RIP Tom Seaver

By on September 5, 2020

On Wednesday September 2nd, Tom Seaver also known as Tom Terrific or “The Franchise” passed away after a battle with dementia. This was a day many baseball fans have feared as it was announced he was retiring from public life early in 2019. Considered by many as the greatest Met of all time, Tom had a wonderful career that saw him getting inducted into the Baseball Hall of Fame in 1992.

            Beginning his career with the Mets in 1967, he showed right away he was a superstar in the making. He was an all-star, had a 2.70 era and concluded the year by winning the National League Rookie of the year award. He would continue his domination once again with a 2.20 era in 1968. The following year in 1969, Tom Seaver was the ace on the “Miracle Mets” when they went on to win their first World Series title in franchise history. This was also the first season that the Mets had a winning record. This year saw Seaver going 25-7 with a 2.21 ERA and he also finished second in National League MVP voting behind the legendary Willie Mcovey.

            Throughout the 1970’s Seaver would continue his domination with the Mets. In his tenure with the Mets there was only one season in which he had an ERA over 3.00. Not only would Seaver dominate with his numbers, but he also ate a ton of innings. When he was with the Mets he never had a season where he threw less than 230 innings and had less than 12 complete games. Those numbers would be unheard of in today’s era of baseball.

            The trade deadline in 1977 has been referred to most as the darkest day in Mets history. After a salary dispute, the Mets did the unthinkable and traded Tom Terrific away to the Cincinnati Reds. Seaver’s stats with the Mets were incredible in every way and showed how dominant he actually was.  He Helped bring life to the Mets and was a key contributor on their 1969 World Series team.
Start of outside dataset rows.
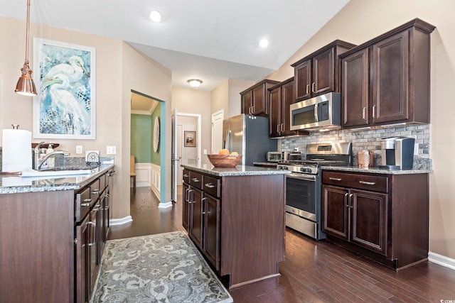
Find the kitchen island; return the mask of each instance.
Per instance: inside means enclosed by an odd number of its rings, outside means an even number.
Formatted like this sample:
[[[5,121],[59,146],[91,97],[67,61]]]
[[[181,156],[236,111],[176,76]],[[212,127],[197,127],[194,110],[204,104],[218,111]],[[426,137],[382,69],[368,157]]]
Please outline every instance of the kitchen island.
[[[0,178],[0,302],[88,302],[109,231],[113,168]]]
[[[181,166],[183,225],[228,287],[279,276],[288,172]]]

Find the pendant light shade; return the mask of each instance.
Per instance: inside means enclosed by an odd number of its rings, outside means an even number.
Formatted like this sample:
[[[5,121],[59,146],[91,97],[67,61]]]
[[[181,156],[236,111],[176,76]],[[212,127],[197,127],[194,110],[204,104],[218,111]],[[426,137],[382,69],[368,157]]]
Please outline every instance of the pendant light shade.
[[[32,71],[28,65],[28,31],[30,28],[30,0],[27,0],[27,30],[26,32],[26,60],[21,69],[22,75],[17,82],[14,92],[25,96],[36,96],[36,89],[31,77]]]

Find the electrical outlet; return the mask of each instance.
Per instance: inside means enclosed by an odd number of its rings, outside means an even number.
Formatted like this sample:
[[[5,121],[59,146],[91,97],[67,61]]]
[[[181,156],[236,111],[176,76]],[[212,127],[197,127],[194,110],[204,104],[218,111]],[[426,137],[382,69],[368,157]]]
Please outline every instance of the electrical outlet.
[[[115,155],[117,153],[116,146],[106,146],[106,153],[107,155]]]

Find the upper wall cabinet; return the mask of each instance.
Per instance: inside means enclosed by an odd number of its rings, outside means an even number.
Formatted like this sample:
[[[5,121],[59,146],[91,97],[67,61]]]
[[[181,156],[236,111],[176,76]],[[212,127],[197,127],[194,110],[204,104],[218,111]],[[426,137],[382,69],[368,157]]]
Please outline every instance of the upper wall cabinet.
[[[340,55],[342,127],[429,123],[429,34],[416,18]]]
[[[242,114],[251,116],[269,114],[269,91],[279,81],[264,79],[240,93],[242,97]]]
[[[354,44],[336,40],[291,65],[294,67],[296,101],[339,91],[338,55]]]

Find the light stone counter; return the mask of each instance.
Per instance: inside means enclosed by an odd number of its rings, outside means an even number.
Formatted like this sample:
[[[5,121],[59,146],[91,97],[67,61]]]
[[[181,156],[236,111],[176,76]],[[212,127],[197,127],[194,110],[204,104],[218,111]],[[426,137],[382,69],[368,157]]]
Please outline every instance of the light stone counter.
[[[432,169],[389,170],[379,167],[359,168],[357,166],[322,166],[321,168],[326,170],[338,170],[350,172],[368,172],[370,174],[383,175],[410,175],[410,174],[429,174],[433,172]]]
[[[0,175],[0,194],[79,189],[112,167],[114,164],[101,164],[90,170],[90,174],[70,176],[23,177]]]
[[[202,164],[200,165],[182,164],[180,166],[183,168],[188,168],[188,170],[217,177],[284,175],[289,172],[286,170],[277,170],[276,168],[247,165],[237,165],[235,167],[215,167],[213,165],[206,164]]]

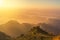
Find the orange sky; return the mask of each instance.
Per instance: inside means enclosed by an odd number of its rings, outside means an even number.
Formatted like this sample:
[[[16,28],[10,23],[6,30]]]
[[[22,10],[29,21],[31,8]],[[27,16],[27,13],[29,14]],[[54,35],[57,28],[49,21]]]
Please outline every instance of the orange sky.
[[[27,0],[0,0],[0,24],[8,20],[19,20],[20,23],[38,23],[46,21],[47,18],[59,17],[59,13],[53,11],[60,10],[58,5],[50,3],[38,3]],[[52,11],[52,13],[50,13]],[[45,20],[44,20],[45,19]]]

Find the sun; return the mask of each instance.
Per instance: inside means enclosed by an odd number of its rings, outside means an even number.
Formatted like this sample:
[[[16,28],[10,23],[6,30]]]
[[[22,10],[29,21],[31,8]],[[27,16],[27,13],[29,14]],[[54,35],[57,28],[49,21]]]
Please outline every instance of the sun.
[[[4,2],[3,2],[3,0],[0,0],[0,6],[2,6],[2,5],[3,5],[3,3],[4,3]]]

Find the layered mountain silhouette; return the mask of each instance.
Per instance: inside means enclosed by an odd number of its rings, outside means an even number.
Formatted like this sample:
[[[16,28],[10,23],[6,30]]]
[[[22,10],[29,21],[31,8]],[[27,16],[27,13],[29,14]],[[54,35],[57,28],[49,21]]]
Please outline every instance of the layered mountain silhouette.
[[[56,30],[55,27],[52,27],[50,24],[40,23],[40,26],[41,27],[37,32],[42,34],[48,34],[47,32],[54,32]],[[18,21],[10,20],[6,24],[0,25],[0,31],[6,33],[9,36],[17,37],[20,34],[25,34],[30,31],[32,27],[34,27],[34,25],[29,23],[20,24]]]
[[[11,40],[11,37],[3,32],[0,32],[0,40]]]

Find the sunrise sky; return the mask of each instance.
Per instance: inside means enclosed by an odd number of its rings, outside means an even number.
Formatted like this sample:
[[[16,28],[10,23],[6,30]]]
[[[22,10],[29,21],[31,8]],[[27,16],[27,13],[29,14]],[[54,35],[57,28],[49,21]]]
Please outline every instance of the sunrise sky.
[[[0,24],[9,20],[39,23],[60,17],[60,0],[0,0]]]

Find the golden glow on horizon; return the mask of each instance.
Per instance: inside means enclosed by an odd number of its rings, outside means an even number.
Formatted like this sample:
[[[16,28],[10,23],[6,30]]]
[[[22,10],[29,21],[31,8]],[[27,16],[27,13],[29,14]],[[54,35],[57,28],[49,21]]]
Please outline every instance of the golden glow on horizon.
[[[48,4],[44,5],[44,3],[37,5],[37,4],[24,3],[18,0],[0,0],[0,23],[4,23],[5,21],[8,21],[10,19],[18,19],[20,20],[21,23],[22,22],[37,23],[37,21],[38,22],[40,21],[39,18],[40,16],[47,16],[47,17],[49,16],[48,13],[39,13],[40,10],[44,9],[49,10],[55,8],[57,7],[54,5],[48,5]],[[33,10],[32,11],[33,13],[28,11],[30,9]],[[25,13],[25,11],[28,11],[29,13]],[[44,18],[41,19],[44,21]]]
[[[0,6],[2,6],[4,4],[3,0],[0,0]]]

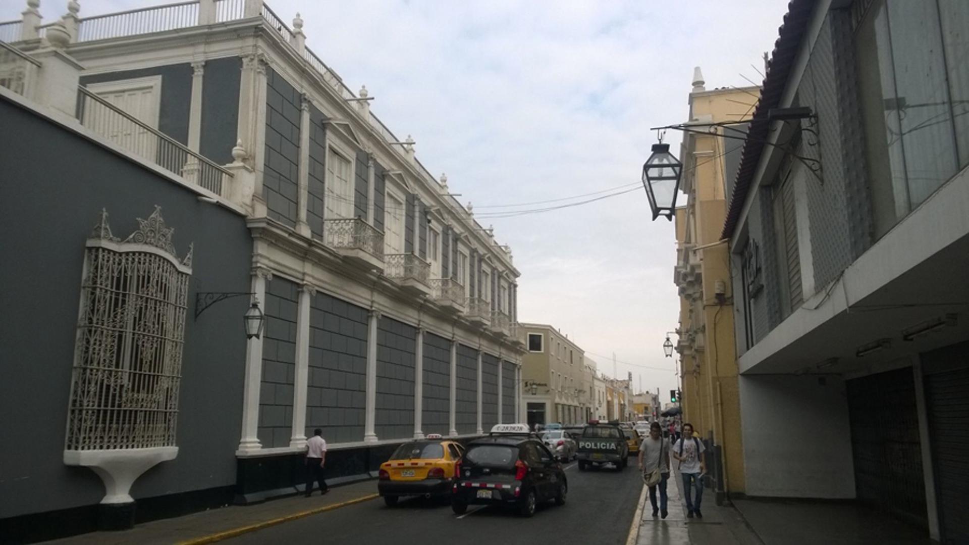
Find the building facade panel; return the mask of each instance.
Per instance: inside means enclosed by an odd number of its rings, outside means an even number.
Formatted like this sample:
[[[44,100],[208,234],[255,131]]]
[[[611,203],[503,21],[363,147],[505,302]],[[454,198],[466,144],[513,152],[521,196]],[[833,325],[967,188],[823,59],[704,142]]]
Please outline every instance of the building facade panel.
[[[206,60],[203,67],[199,153],[218,165],[233,162],[238,139],[241,69],[239,57]]]
[[[478,351],[457,345],[457,388],[455,402],[457,433],[474,433],[478,428]]]
[[[292,436],[297,302],[296,283],[267,282],[259,395],[259,440],[266,447],[288,446]]]
[[[515,414],[515,364],[508,360],[501,362],[501,423],[515,424],[517,415]]]
[[[311,236],[323,239],[323,218],[327,198],[327,127],[320,109],[309,107],[309,149],[306,177],[306,223]]]
[[[270,218],[295,227],[299,183],[301,99],[297,89],[277,72],[272,69],[266,72],[263,199]]]
[[[162,79],[158,110],[158,130],[183,145],[187,145],[189,108],[192,104],[192,65],[190,63],[183,62],[151,68],[81,76],[80,84],[88,85],[91,83],[104,83],[107,81],[134,80],[153,76],[159,76]]]
[[[498,358],[482,354],[482,430],[488,431],[498,424]]]
[[[307,436],[323,428],[331,443],[363,440],[367,311],[325,293],[310,309]]]
[[[172,241],[177,254],[185,255],[189,244],[194,247],[177,405],[178,456],[140,477],[131,494],[140,499],[198,492],[223,504],[231,501],[243,387],[238,369],[245,358],[245,336],[234,326],[241,328],[248,301],[220,302],[197,319],[193,313],[202,286],[249,291],[252,240],[244,218],[226,208],[200,207],[196,193],[5,98],[0,98],[0,202],[6,210],[0,225],[8,233],[30,226],[29,236],[5,242],[22,259],[0,268],[3,282],[17,286],[4,296],[11,311],[0,315],[4,369],[16,377],[0,380],[0,410],[7,415],[8,439],[31,445],[4,455],[0,497],[16,501],[0,501],[0,519],[51,514],[31,518],[26,526],[0,523],[0,534],[17,542],[94,529],[91,514],[104,486],[93,471],[65,465],[63,455],[84,240],[103,209],[114,236],[123,238],[139,229],[137,218],[148,218],[158,206],[175,230]],[[52,256],[56,266],[38,267]],[[69,517],[59,512],[72,508],[78,509],[73,514],[83,513],[80,522],[68,524]],[[29,535],[7,533],[16,528],[29,529]]]
[[[417,330],[381,316],[377,326],[377,412],[381,439],[414,435],[414,369]]]
[[[424,334],[422,432],[448,434],[451,418],[451,341]]]

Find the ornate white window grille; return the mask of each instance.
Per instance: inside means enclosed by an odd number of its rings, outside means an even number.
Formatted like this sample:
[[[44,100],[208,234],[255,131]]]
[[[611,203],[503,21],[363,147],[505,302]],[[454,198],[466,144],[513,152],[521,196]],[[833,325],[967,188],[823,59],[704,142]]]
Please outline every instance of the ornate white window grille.
[[[108,212],[87,240],[65,451],[175,446],[192,246],[161,208],[127,239]]]

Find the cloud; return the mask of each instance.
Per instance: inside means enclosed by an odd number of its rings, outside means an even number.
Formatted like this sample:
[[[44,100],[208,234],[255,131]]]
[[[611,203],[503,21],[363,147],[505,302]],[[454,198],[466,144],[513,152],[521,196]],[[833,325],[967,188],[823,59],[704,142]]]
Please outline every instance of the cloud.
[[[298,11],[307,44],[462,202],[512,245],[521,321],[549,323],[655,391],[675,387],[662,342],[677,326],[672,224],[642,192],[485,218],[487,205],[556,199],[639,181],[656,135],[684,121],[693,67],[707,88],[759,81],[786,9],[776,0],[272,0]],[[0,20],[19,18],[7,2]],[[63,10],[45,2],[43,13]],[[81,16],[148,4],[83,0]],[[752,97],[753,100],[753,97]],[[678,143],[680,135],[667,134]],[[676,146],[674,145],[675,149]],[[611,374],[608,359],[597,358]],[[606,360],[606,361],[604,361]]]

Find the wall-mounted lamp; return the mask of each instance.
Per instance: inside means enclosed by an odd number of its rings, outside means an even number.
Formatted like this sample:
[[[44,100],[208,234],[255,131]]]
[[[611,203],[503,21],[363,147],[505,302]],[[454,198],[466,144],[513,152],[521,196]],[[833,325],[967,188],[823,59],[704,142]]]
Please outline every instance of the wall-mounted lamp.
[[[879,338],[874,342],[869,342],[868,344],[862,344],[861,346],[859,346],[858,350],[855,351],[855,356],[859,358],[863,358],[868,354],[871,354],[873,352],[878,352],[879,350],[884,350],[891,346],[891,338]]]
[[[922,322],[915,327],[909,328],[902,332],[902,340],[911,341],[916,337],[922,337],[923,335],[928,335],[934,331],[941,330],[944,327],[955,327],[958,323],[958,314],[946,314],[945,316],[939,316],[937,318],[932,318]]]

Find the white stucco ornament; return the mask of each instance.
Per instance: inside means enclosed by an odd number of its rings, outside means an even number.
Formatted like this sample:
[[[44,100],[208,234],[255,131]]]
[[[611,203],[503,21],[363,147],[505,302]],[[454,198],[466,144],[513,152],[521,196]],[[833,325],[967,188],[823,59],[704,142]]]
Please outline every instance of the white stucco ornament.
[[[47,39],[51,47],[63,49],[71,43],[71,33],[67,31],[64,23],[57,21],[47,27]]]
            Once on the Reds, Seaver would continue to pitch at a high level where he won 75 games and had 42 complete games. After a 6 year, stint with the Reds, Seaver made a return to the Mets for a year but he was not nearly as dominate as he was earlier in his career. He spent the later part of his career with the Chicago White Sox. On August 4th, 1985 Seaver had one of the most memorable moments of his career when he recorded his 300th career win against the Yankees. To this day, there are only 24 pitchers in the history of the game who have reached 300. Seaver spent the last year of his career on the Red Sox in 1986 but he was not nearly effective as he was early in his career. Although the Red Sox faced the Mets in the World Series that year, an injury earlier in the season cost Seaver from making an appearance in that year’s post season.

            In 1992, Tom Seaver joined baseball immortality. He was inducted into the Baseball Hall of Fame after receiving 98.84% of possible votes. At the time, that was the highest in history only to be passed by Ken Griffey Jr, Derek Jeter and Mariano Rivera. Seaver and Mike Piazza are the only players to be wearing a Mets cap on their plaque at the Hall of Fame.

            In the franchise’s first game since his passing, the Mets did their best to pay homage to one of organizations all time best. A tribute was displayed on the screen in center field and a moment of silence was held. In an ultimate way of paying respect, Mets players rubbed dirt on their right knee before the game since that was how Seaver’s pants often looked after a start. The Mets came back multiple times in the game, which was capped off by a Pete Alonso walk-off homerun. The night was finished by an emotional Howie Rose calling the home run on the radio. A Tom Seaver statue will be up at Citi Field sometime in 2021 and Mets fans will never forget the impact he had on the team and the game of baseball.